Distracted by his memories, he tripped over something lost in the long grass and staggered briefly—the crow flapping fantastically—before recovering his balance. Turning back, he opened the shutter on his dark lantern to find what had tripped him. An inexpressive man by nature, he still raised an eyebrow and mouthed a quiet “Oh.”

It was an old army-surplus field-telephone box, its wooden box in an advanced state of decay, and he did not care to touch it. The Bakelite handset lay discarded by it, and the telephone wire itself led, Cabal discovered after a moment’s investigation, down into a tomb whose lid had been slightly moved. Cabal distantly remembered seeing this box on his last visit. He pursed his lips and straightened up. The abandoned field telephone doubtless had some weird tale associated with it, but he really didn’t have the time or the inclination to find out what. He had come here with a mission and could countenance no distraction. He turned once more towards the Druin vault and walked on.

The vault was mainly underground, sealed against the high-water table by superior craftsmanship and a lot of lead. Above the surface, the entrance was a small, utilitarian structure not unlike a coal shed with Gothic pretensions. Its only features of note were the name DRUIN in large roman capitals over the door, and the door itself, an impressive feature of stone plates held together with anodised iron straps. Cabal was more concerned with the lock. The door’s own internal lock had been destroyed in the past by an amateurish attempt to pick it. It had originally been backed up with a huge padlock running through hasps anchored firmly to the surface, but this lock lay partially concealed by the unwholesome scrub grass that grew in clumps around the area. Cabal didn’t need to look at it to know it had been laboriously cut through with a hacksaw.
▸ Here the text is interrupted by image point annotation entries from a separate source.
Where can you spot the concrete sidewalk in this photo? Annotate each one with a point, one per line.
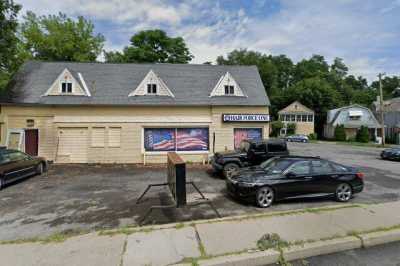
(216, 242)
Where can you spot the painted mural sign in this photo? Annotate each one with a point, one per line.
(245, 118)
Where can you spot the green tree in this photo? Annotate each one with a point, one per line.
(340, 133)
(9, 43)
(152, 46)
(362, 134)
(389, 84)
(59, 38)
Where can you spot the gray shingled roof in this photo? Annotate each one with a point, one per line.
(110, 84)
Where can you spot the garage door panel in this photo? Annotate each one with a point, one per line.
(73, 145)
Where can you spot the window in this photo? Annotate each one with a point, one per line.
(114, 137)
(98, 134)
(321, 167)
(66, 87)
(240, 134)
(301, 168)
(229, 90)
(176, 139)
(151, 88)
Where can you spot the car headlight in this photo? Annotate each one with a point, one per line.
(246, 184)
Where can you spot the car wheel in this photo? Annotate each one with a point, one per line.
(265, 197)
(343, 192)
(39, 169)
(230, 168)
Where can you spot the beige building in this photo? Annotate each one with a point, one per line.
(132, 113)
(300, 115)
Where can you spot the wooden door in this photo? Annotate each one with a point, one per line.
(32, 141)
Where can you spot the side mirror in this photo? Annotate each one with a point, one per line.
(290, 175)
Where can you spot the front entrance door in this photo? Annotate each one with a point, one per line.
(31, 141)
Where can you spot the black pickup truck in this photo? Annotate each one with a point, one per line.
(250, 153)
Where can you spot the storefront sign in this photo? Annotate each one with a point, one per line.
(245, 118)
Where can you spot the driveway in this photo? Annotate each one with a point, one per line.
(81, 197)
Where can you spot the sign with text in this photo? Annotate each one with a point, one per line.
(245, 118)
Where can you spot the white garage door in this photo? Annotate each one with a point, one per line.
(72, 145)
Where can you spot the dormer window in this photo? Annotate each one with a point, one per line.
(151, 88)
(229, 90)
(66, 87)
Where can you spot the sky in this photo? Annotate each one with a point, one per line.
(365, 33)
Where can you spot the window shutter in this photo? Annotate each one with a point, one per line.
(98, 136)
(114, 137)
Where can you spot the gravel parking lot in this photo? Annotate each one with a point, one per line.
(81, 197)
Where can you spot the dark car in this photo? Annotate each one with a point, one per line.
(297, 138)
(15, 165)
(250, 153)
(391, 154)
(295, 176)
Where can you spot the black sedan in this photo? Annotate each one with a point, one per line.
(15, 165)
(295, 176)
(391, 154)
(297, 138)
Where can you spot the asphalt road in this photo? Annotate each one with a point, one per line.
(384, 255)
(81, 197)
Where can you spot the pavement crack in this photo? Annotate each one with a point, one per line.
(121, 262)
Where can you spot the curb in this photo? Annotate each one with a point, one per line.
(306, 250)
(380, 237)
(262, 258)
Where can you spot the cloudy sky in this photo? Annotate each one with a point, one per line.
(365, 33)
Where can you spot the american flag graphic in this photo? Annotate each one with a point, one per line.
(160, 139)
(192, 139)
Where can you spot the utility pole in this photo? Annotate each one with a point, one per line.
(382, 107)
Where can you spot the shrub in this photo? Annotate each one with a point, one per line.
(340, 133)
(291, 129)
(362, 135)
(276, 128)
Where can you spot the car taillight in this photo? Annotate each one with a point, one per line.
(360, 175)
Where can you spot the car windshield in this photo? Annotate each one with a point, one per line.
(244, 146)
(275, 165)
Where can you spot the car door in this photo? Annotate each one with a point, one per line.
(298, 180)
(324, 175)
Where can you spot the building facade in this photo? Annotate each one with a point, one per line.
(391, 114)
(132, 113)
(352, 118)
(300, 115)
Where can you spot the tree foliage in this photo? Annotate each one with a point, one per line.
(60, 38)
(152, 46)
(8, 41)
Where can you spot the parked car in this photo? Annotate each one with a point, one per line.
(297, 138)
(391, 154)
(15, 165)
(295, 176)
(250, 153)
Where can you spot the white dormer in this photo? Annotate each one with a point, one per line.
(67, 84)
(227, 86)
(152, 85)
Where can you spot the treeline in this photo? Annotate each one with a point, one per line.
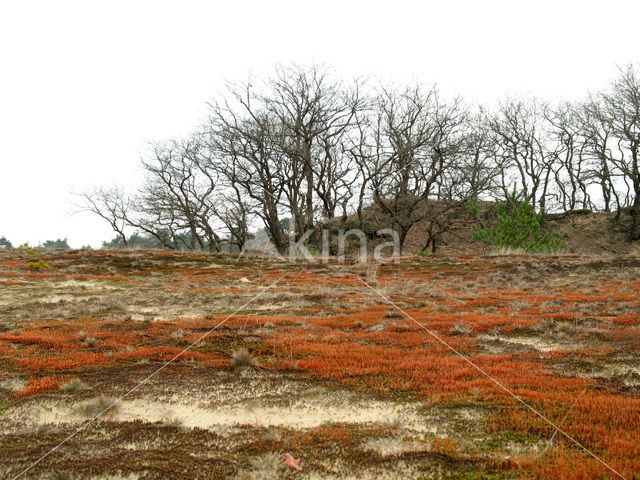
(307, 145)
(60, 243)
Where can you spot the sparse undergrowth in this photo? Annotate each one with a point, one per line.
(558, 330)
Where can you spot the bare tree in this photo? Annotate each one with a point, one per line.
(521, 152)
(617, 113)
(415, 141)
(111, 204)
(176, 203)
(569, 158)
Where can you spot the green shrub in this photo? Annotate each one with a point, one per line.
(518, 226)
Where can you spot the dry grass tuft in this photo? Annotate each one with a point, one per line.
(99, 405)
(75, 386)
(243, 358)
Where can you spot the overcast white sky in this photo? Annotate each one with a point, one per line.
(83, 85)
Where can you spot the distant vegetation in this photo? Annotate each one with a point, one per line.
(308, 145)
(518, 226)
(4, 243)
(60, 244)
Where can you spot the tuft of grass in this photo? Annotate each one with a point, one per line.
(90, 341)
(177, 335)
(174, 423)
(243, 358)
(39, 265)
(75, 386)
(264, 467)
(98, 405)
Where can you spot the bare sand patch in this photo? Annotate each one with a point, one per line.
(252, 400)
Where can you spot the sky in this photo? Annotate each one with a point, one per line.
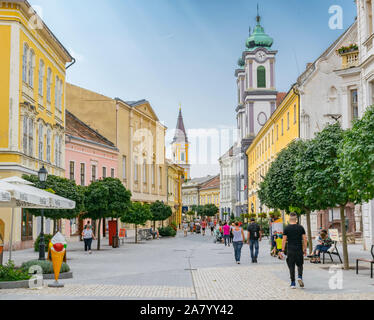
(174, 52)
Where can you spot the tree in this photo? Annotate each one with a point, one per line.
(61, 187)
(318, 177)
(356, 159)
(160, 212)
(278, 190)
(107, 198)
(138, 214)
(209, 210)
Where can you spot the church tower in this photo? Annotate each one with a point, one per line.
(180, 146)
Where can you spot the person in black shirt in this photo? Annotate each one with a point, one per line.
(295, 238)
(254, 236)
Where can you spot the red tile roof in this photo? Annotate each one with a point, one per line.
(280, 97)
(78, 129)
(212, 184)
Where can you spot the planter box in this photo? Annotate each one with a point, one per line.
(65, 275)
(14, 284)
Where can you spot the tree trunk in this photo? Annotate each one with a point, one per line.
(98, 236)
(136, 233)
(309, 227)
(344, 238)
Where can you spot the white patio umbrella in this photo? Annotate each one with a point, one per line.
(23, 195)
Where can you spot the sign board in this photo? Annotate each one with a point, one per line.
(334, 234)
(122, 233)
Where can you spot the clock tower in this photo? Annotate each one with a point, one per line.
(257, 98)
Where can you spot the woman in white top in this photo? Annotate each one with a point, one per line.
(88, 235)
(238, 241)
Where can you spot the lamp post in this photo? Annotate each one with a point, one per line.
(42, 175)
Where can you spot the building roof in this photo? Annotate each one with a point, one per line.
(212, 184)
(78, 129)
(180, 131)
(280, 97)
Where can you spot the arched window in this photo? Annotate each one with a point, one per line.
(261, 77)
(49, 80)
(31, 68)
(41, 77)
(24, 62)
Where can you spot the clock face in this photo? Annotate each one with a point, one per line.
(261, 56)
(262, 118)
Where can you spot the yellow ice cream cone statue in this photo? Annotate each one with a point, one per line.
(57, 259)
(58, 250)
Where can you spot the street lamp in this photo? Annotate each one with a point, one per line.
(42, 175)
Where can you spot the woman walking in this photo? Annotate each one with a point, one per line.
(238, 241)
(87, 238)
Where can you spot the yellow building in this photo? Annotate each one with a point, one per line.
(136, 131)
(280, 130)
(32, 104)
(210, 192)
(174, 195)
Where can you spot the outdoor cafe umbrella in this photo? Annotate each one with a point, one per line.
(24, 195)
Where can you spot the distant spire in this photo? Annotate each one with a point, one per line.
(180, 131)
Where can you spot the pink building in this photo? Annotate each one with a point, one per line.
(88, 157)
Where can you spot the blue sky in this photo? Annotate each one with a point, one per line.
(185, 51)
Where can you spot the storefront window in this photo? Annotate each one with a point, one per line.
(26, 228)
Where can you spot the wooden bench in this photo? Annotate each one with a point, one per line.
(368, 261)
(332, 251)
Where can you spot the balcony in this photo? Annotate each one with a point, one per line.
(350, 56)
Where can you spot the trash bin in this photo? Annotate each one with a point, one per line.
(115, 241)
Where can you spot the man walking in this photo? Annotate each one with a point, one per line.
(294, 237)
(254, 236)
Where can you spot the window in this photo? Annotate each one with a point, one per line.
(160, 177)
(24, 62)
(83, 174)
(57, 89)
(25, 134)
(41, 77)
(124, 167)
(261, 77)
(31, 137)
(144, 171)
(71, 170)
(31, 68)
(153, 174)
(41, 138)
(354, 104)
(49, 135)
(26, 226)
(49, 80)
(282, 128)
(136, 169)
(93, 173)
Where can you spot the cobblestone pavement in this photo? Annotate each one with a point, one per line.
(190, 268)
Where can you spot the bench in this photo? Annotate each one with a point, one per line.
(368, 261)
(332, 251)
(145, 234)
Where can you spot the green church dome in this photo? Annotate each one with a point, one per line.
(259, 39)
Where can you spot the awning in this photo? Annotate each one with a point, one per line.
(24, 195)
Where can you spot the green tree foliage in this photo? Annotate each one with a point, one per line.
(160, 212)
(356, 159)
(318, 176)
(138, 214)
(107, 198)
(62, 187)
In its place was a gleaming padlock of stainless steel. He hefted it with one hand and slid back the sliding keyhole cover with his thumb. It moved easily: the whole lock seemed in pristine condition, despite its years in such damp conditions. There were no signs of tampering. Cabal took a key ring from his pocket with his free hand and selected a small key. He placed it in the keyhole and slowly turned it. He was aware of every sliding piece of metal within the padlock’s case as the key turned slowly and with no impediment through a full circle. The click of the lock releasing was barely perceptible. Cabal was quietly pleased with it as he gently disengaged it from the hasp and put it into his pocket. It pays to invest in quality, he thought.